Regulär keine Freistellungen

Erst auf erneute Nachfrage erklärt die Sprecherin, dass Lehrer während der Schulzeit üblicherweise nicht freigestellt werden. Kommen aus besonderem Anlass doch derartige Anträge, werden diese Einzelfälle geprüft. „Eine solche Freistellung ist eine Ausnahme. Es werden nicht in Größenordnungen Freistellungen genehmigt“, sagt sie. In diesem speziellen Fall kam die Erlaubnis nur, weil Rica Gottwald über die Maßen hinaus die Stunden vorgearbeitet und die Vertretungsstunden vorbereitet hat. „Durch die Freistellung sind demzufolge keine zusätzlichen Ausfallstunden entstanden“, sagt sie. Grundsätzlich müsse die Bildungsagentur allerdings so einer langen Freistellung zustimmen. Diese hatte im Vorhinein jedoch nicht einmal von dem Plan gewusst.
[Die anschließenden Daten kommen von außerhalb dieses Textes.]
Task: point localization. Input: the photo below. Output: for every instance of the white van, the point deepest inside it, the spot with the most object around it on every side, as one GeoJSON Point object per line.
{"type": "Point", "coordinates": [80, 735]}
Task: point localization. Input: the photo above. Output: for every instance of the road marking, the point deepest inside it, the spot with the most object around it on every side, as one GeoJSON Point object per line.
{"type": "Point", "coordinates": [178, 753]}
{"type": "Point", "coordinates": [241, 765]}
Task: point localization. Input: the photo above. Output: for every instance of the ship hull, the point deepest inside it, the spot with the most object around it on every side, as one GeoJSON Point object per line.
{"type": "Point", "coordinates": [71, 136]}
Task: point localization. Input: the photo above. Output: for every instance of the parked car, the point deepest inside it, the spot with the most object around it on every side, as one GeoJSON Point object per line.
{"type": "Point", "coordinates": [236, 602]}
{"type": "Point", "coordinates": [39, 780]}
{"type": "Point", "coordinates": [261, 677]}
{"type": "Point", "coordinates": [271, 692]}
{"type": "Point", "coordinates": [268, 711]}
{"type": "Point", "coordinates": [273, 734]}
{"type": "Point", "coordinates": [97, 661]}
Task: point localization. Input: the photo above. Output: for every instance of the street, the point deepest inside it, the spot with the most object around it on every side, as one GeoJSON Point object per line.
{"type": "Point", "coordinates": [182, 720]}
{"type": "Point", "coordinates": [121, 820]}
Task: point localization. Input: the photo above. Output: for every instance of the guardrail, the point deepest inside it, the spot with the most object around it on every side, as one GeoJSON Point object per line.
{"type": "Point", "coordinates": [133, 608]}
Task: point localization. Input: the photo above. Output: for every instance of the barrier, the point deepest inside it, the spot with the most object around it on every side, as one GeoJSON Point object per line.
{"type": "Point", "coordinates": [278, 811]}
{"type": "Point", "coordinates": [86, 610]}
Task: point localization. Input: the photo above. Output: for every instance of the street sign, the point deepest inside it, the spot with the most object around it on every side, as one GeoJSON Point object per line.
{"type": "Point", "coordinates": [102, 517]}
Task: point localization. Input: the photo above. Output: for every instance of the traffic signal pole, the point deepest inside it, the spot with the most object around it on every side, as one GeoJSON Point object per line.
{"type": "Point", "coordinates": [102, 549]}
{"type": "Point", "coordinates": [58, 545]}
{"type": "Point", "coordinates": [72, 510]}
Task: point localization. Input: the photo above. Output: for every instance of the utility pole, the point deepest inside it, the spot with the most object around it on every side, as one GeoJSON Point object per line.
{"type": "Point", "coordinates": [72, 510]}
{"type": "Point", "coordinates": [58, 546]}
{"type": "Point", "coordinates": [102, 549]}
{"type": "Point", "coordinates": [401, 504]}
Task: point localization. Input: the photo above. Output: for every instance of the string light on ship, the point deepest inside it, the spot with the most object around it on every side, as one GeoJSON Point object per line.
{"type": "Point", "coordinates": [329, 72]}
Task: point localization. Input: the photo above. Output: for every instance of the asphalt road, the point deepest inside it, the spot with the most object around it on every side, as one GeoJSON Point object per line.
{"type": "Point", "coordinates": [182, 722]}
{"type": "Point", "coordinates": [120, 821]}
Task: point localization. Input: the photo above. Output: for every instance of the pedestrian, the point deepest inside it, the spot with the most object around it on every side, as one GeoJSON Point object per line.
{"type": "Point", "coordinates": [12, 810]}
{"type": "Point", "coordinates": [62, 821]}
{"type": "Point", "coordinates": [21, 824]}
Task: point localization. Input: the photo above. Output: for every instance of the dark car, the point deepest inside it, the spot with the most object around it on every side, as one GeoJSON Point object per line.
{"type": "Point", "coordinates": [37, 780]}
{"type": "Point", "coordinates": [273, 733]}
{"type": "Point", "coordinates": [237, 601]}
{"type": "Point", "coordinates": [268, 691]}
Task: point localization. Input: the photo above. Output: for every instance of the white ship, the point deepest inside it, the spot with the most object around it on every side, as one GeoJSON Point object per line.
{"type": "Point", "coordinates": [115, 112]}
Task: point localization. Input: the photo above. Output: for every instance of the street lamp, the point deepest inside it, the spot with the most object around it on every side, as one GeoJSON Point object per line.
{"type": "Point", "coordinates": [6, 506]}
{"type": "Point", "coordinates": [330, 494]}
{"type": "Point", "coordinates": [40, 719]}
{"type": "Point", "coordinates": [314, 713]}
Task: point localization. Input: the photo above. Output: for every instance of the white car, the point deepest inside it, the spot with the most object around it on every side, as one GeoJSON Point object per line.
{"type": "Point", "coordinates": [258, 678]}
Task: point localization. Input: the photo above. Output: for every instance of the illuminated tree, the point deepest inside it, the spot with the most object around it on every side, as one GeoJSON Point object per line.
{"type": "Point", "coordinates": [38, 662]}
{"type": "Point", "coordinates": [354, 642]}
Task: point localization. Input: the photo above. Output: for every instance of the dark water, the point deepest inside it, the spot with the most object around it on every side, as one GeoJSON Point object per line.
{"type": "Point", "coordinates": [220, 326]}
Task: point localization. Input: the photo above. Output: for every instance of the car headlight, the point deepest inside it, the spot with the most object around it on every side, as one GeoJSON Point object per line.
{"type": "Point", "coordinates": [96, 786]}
Rica Gottwald ist indes enttäuscht von der anonymen Kritik an ihr. Eine direkte Nachfrage der Mutter wäre ihr lieber gewesen. Ein Geheimnis aus dem Lauf hat sie nie gemacht. Ein Team von Sachsen Fernsehen hat sie nicht nur bei der Vorbereitung, sondern auch beim Lauf am Sonntag in New York begleitet. Von ihren Schülern fand sich Gottwald sehr unterstützt. Mehrere hätten ihr in den Stunden vor dem Lauf noch SMS geschrieben. „Das hat mich noch gepusht. Dann will man den Lauf natürlich erfolgreich beenden.“

Fünf Stunden und sechs Minuten hat sie am Ende gebraucht. Leicht war das nicht. Gottwald läuft zwar seit 20 Jahren hobbymäßig, hat aber selbst in der Vorbereitung nur maximal 33 Kilometer zurückgelegt. Zwei Tage nach dem Marathon hat sie blaue Zehen, aufgeriebene Oberarme und Beine. „Ich laufe wie eine alte Frau“. An diesem Mittwoch wird sie trotzdem wieder unterrichten. Die 54-Jährige ist in ihrer Schule sehr engagiert. Sie hat die Errichtung eines grünen Klassenzimmers im Freien initiiert, organisiert Blutspendetermine an der Schule, betreut die Theater- und die Schach-AG sowie den Schulgarten. Auch außerhalb der Schule ist sie sehr aktiv. Mehr als zehn Jahre war sie Ortsbeirätin, bevor sie 2015 für die Linke in den Stadtrat nachrückte. Ihr umfangreiches Engagement will sie nicht falsch verstanden wissen. „Mein Unterricht leidet nicht darunter.“ Ihr Fokus liegt auf der Schule. Und sie hofft, dass Lehrer und Eltern künftig noch stärker an einem Strang ziehen.